2.8 Collecting and Consuming Health Check Data
Oracle Health Check Collections Manager for Oracle Application Express 4.2 provides you an enterprise-wide view of your health check collection data.
- Selectively Capturing Users During Login
Configure Oracle Health Check Collections Manager to capture user details and assign the users Oracle Health Check Collections Manager roles. - Bulk Mapping Systems to Business Units
Oracle Health Check Collections Manager provides an XML bulk upload option so that you can quickly map many systems to business units. - Adjusting or Disabling Old Collections Purging
Modify or disable the purge schedule for Oracle Health Check Collections Manager collection data. - Uploading Collections Automatically
Configure Oracle ORAchk and Oracle EXAchk to upload check results automatically to the Oracle Health Check Collections Manager database. - Viewing and Reattempting Failed Uploads
Configure Oracle ORAchk and Oracle EXAchk to display and reattempt to upload the failed uploads. - Authoring User-Defined Checks
Define, test, and maintain your own checks that are specific to your environment. - Finding Which Checks Require Privileged Users
Use the Privileged User filter in the Health Check Catalogs to find health checks that must be run by privileged users, such asroot
. - Creating or Editing Incidents Tickets
Create or edit incident tickets for individual checks or for an entire collection. - Viewing Clusterwide Linux Operating System Health Check (VMPScan)
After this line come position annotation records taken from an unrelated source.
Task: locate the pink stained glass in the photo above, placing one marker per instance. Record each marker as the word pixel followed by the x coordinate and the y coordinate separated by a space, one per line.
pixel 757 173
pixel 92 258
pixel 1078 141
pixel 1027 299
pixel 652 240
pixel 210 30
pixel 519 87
On Linux systems, view a summary of the VMPScan report in the Clusterwide Linux Operating System Health Check (VMPScan) section of the Health Check report.
Related Topics
Parent topic: Analyzing Risks and Complying with Best Practices
2.8.1 Selectively Capturing Users During Login
Configure Oracle Health Check Collections Manager to capture user details and assign the users Oracle Health Check Collections Manager roles.
Automatically capturing users during login automates user management. You need not create users manually.
-
Captures details of users that are logging in with LDAP authentication
-
Assigns them Oracle Health Check Collections Manager roles, for example, DBA role.
Note:
The Oracle Health Check Collections Manager roles are specific to Oracle Health Check Collections Manager and do not equate to system privileges. For example, the DBA role is not granted SYSDBA system privilege.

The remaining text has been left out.